Conventional firewalls enforce access controls through a positive control model, which states that only traffic defined in the firewall policy is allowed onto the network; all other traffic is denied (known as “default deny”). The conventional firewall aggressively analyzes incoming computer communication traffic. The incoming and outgoing computer communication traffic with a local network is often referred to as north-south traffic. The device-to-device or computer to computer traffic within a local computer network, commonly referred to as east-west traffic, is not analyzed by the conventional router.
Conventional firewalls do not protect local area networks from internal attacks. When seen from the view of a conventional firewall at the entry point or perimeter of a local area network, every computer and server on the internal local area network is a trusted computer. The internal computer communication traffic within a trusted local area network is not seen by the hardware firewall. Accordingly, the traditional firewall at the entry point does not filter internal computer communication traffic and thus cannot protect computers on a local area network from an internal threat.

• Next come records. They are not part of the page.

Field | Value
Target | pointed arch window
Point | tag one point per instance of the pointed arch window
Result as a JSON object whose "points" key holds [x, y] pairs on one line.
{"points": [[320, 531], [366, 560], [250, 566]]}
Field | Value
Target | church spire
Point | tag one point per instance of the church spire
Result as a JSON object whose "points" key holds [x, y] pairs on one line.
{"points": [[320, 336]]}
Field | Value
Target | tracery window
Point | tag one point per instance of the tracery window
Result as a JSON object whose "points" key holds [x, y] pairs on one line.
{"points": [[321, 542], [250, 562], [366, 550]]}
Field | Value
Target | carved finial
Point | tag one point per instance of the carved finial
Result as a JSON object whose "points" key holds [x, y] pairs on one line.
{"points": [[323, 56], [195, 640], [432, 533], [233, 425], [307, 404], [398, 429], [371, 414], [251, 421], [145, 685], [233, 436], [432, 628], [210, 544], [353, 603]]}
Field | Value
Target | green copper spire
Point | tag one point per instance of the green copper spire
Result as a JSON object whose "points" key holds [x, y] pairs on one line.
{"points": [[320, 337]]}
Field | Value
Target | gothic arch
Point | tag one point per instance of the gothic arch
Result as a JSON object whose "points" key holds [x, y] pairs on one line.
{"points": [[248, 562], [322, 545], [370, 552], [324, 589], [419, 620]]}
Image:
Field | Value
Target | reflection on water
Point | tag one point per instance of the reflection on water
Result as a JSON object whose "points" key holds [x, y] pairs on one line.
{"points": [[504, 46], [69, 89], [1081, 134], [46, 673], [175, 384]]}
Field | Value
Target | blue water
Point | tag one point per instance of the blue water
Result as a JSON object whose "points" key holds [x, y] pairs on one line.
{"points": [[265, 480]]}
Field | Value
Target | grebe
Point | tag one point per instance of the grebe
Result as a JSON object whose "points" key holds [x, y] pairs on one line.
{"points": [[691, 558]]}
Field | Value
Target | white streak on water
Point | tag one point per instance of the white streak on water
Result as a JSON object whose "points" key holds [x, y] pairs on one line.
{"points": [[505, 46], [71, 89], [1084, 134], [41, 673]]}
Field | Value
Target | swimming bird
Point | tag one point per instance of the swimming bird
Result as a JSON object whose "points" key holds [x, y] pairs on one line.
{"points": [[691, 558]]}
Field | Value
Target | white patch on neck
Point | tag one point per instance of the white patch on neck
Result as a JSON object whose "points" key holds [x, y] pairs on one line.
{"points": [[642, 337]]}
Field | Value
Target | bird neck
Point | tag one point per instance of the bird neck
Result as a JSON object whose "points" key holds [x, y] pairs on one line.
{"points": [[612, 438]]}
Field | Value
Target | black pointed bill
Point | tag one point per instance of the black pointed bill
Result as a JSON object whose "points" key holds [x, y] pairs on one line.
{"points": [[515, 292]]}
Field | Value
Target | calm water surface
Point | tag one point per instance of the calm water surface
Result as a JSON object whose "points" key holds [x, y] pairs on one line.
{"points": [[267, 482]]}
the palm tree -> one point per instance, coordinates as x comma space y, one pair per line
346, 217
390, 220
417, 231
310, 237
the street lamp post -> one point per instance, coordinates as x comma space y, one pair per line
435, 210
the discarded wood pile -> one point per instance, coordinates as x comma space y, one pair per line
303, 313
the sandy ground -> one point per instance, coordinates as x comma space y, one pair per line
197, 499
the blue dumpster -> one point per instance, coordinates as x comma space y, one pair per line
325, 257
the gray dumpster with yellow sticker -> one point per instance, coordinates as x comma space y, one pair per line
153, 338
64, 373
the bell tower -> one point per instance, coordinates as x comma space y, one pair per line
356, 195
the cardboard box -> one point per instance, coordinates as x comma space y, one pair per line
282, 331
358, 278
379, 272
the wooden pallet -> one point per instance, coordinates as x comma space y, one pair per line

Multiple firewalls may be used within a local area network, subdividing the firewall into smaller local area subnetworks that are protected from each other. However, such an infrastructure is overly expensive. Moreover, different policies are often applied to each of the firewalls, thereby increasing the complexity of administration and the load of filtering packets within the network.
Each computer 102A-102N in a local area network may additionally have its own software firewall that is part of the computer operating system and is executed to further deny or allow packets to enter a client computer or a computer server. However, each software firewall also requires tedious configuration as to the type of packets, or software application that is going to be used. Users often turn off the software firewall on their computers within the local area network in order for software applications to function with servers outside the network, defeating the purpose of the software firewall. Oftentimes, users are unaware of the software firewall and never turn them on to protect their client computer.
Protecting each and every computer server in a data center, including virtual servers, further complicates matters with regards to software firewalls. Certain computer servers in a data center often want to be protected and firewalled from other computer servers in the same data center and not just the internet.
Furthermore, setting up each and every software firewall for each and every computer server in a data center is rather tedious. Virtual machines or servers can readily come online within a hardware computer server, requiring setup of the software firewall before it can be used.
Additionally, software firewalls tend to become network bottlenecks. Due to the increasing speed of networks, amount of data passing through, and the complexity of protocols that firewalls must support, software firewalls are more likely to be the congestion points of networks.